3-1.「FANG」と「MANT」が米国株、日本株に与える影響

「FANG」と「MANT」はアメリカ経済ひいては世界経済を牽引する8企業であり、米国株の市場動向を左右する銘柄群として注目なのは言うまでもなく、日本株にも大きな影響を与えるものと考えられます。

例えば、日本製の部品を多く使っているAppleの動向は、日本株にも大きな影響を及ぼすことで知られています。

Appleに多くの部品を提供している【6981】村田製作所【6770】アルプス電気は、Appleの決算で値が大きく動くことが少なくありません。

FacebookやGoogleが関係するネット広告関連銘柄やAmazonが関係するEコマース関連銘柄は、市場自体が大きく成長している注目テーマ株となっています。

近年の注目テーマとして期待されるのは、AI(人工知能)とEV(電気自動車)です。

特に、AI用のGPUを手掛けるNVIDIAは要注目であり、NVIDIAと提携を発表した【6629】テクノホライゾン・ホールディングス【3655】ブレインパッドは大きな上昇を遂げています。

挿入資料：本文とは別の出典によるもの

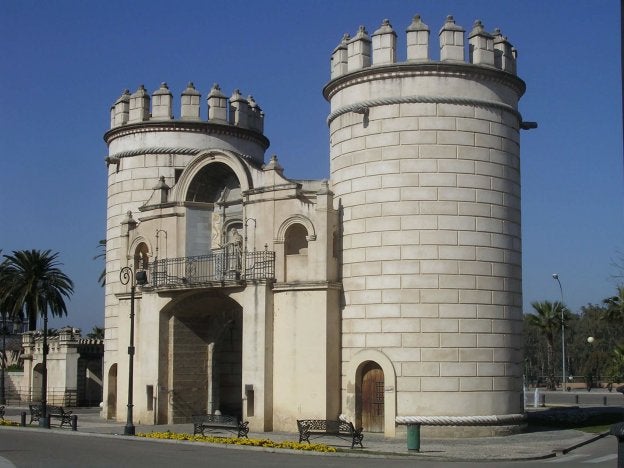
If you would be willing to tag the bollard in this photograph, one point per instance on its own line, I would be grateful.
(618, 431)
(413, 437)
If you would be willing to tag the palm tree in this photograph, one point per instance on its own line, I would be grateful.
(35, 283)
(615, 306)
(96, 333)
(547, 320)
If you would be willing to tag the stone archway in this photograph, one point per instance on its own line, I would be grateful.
(370, 398)
(111, 398)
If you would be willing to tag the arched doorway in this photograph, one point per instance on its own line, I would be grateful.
(296, 253)
(370, 409)
(112, 392)
(205, 365)
(37, 381)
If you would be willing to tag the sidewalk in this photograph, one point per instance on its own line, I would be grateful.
(534, 445)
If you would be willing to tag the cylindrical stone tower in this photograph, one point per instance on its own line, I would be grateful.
(425, 168)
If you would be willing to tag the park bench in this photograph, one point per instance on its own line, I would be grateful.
(314, 428)
(52, 412)
(219, 422)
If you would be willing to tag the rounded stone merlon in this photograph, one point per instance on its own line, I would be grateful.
(125, 97)
(190, 90)
(417, 25)
(164, 89)
(449, 25)
(478, 30)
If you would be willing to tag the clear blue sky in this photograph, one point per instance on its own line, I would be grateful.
(65, 62)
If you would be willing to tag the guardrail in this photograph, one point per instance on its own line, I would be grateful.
(218, 266)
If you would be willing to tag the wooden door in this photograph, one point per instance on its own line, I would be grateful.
(373, 398)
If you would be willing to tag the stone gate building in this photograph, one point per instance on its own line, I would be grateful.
(390, 291)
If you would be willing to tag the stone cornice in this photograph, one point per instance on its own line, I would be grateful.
(207, 128)
(411, 69)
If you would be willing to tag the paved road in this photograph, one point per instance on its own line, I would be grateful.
(55, 449)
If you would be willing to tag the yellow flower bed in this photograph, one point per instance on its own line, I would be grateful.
(237, 441)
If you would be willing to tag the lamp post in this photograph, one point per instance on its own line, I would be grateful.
(563, 381)
(126, 275)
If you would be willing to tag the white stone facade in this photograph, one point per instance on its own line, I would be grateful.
(392, 291)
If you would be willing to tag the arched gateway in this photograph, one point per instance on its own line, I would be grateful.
(204, 342)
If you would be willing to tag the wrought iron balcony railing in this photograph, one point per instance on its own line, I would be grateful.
(218, 266)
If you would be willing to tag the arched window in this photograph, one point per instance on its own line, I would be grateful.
(296, 253)
(214, 182)
(295, 241)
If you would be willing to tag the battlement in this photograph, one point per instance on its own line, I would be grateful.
(485, 49)
(236, 111)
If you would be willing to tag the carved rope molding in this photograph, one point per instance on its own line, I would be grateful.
(363, 106)
(158, 150)
(493, 420)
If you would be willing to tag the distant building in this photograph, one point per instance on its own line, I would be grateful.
(74, 366)
(390, 291)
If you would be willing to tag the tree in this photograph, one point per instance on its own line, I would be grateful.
(547, 320)
(34, 281)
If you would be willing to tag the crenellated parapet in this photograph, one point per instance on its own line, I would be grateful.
(139, 107)
(380, 49)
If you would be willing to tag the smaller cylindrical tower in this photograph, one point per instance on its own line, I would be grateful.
(425, 168)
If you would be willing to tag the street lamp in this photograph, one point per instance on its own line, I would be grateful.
(563, 384)
(126, 275)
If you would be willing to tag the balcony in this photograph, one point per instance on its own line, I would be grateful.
(215, 269)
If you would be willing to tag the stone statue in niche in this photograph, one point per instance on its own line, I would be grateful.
(217, 226)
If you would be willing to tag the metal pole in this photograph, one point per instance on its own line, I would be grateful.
(563, 381)
(44, 421)
(126, 275)
(129, 429)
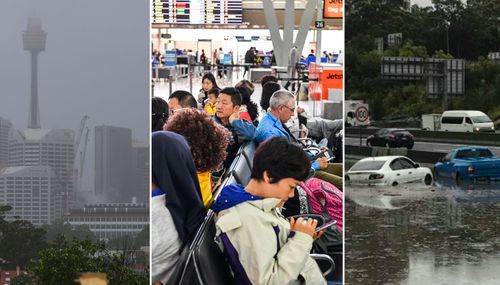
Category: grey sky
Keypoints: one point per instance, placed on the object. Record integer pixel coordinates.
(96, 62)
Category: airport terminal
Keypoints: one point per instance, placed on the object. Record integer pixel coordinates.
(270, 75)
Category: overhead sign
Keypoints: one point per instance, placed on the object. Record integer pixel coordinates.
(453, 70)
(402, 68)
(170, 59)
(319, 24)
(394, 39)
(362, 115)
(333, 9)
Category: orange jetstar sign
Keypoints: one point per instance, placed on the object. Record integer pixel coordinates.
(333, 8)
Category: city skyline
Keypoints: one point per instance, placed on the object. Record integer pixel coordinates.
(76, 73)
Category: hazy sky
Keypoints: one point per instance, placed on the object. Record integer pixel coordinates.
(96, 63)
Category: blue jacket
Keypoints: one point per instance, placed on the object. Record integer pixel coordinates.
(269, 127)
(241, 131)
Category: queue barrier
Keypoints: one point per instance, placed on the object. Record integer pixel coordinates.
(488, 139)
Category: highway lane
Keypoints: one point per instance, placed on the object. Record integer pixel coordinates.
(424, 146)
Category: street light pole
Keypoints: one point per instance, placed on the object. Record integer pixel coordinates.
(447, 26)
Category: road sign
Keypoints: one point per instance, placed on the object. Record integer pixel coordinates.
(361, 115)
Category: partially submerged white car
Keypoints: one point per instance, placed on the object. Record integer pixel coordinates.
(387, 170)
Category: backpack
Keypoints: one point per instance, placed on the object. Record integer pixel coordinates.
(324, 199)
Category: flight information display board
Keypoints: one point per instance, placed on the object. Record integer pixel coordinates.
(197, 11)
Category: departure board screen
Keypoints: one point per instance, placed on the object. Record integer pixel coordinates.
(197, 11)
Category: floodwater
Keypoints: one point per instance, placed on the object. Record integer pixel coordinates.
(423, 235)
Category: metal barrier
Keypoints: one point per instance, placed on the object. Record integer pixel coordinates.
(488, 139)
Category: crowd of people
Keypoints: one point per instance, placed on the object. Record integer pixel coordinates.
(195, 140)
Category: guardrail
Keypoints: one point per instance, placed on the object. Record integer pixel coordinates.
(415, 155)
(488, 139)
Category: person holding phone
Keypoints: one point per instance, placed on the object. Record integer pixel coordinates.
(261, 246)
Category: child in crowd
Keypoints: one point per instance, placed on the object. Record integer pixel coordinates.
(261, 246)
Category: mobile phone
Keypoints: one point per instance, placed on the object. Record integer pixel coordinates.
(326, 225)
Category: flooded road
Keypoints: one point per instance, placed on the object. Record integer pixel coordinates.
(422, 235)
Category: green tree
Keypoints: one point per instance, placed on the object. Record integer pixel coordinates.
(62, 264)
(20, 241)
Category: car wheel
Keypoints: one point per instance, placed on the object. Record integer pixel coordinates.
(428, 179)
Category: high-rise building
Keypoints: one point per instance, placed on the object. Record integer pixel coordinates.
(140, 170)
(108, 221)
(5, 126)
(53, 148)
(113, 164)
(29, 191)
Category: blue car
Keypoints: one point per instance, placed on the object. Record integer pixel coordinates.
(473, 163)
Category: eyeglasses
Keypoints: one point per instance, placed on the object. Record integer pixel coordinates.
(173, 111)
(291, 109)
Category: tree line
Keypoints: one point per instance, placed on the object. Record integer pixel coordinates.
(58, 253)
(448, 29)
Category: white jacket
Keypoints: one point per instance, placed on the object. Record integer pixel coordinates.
(255, 228)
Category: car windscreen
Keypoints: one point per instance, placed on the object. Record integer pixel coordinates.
(481, 119)
(368, 165)
(474, 153)
(401, 133)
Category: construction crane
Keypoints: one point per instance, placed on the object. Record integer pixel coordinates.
(82, 157)
(79, 134)
(77, 148)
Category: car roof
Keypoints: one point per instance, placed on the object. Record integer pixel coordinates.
(394, 129)
(470, 147)
(385, 157)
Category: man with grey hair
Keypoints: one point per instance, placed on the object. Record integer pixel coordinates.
(282, 107)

EVを手掛けるTeslaは、日本の自動車メーカーにとって脅威になることも懸念されますが、【6752】パナソニックはテスラと共同で大規模電池工場のギガファクトリーを運営しているなど商機も期待されます。

 

★注目ポイント3
「FANG」と「MANT」は世界経済を牽引する企業群であり、米国株のみならず日本株にも大きな影響を与える。特に、NVIDIAのAI関連銘柄、TeslaのEV関連銘柄は世界中の投資から注目されるテーマになっている。

4.まとめ

今回は、アメリカの主要ITテクノロジー企業群を指す「FANG」と「MANT」に注目してきました。世界経済を占う上では、今後も8社全ての動向に注目が集まります

「GAFA」が2018年の流行語大賞候補に選ばれましたが、株式投資を行う上では「FANG」と「MANT」まで拡大してしっかりと抑えておきましょう。

日本株の投資を行う上では、多くの日本企業と提携しているAppleと、AI用の半導体を手掛けるNVIDIAの動向には特に注目です。

FANGとMANTに関するニュースには2019年もアンテナを張っておきましょう。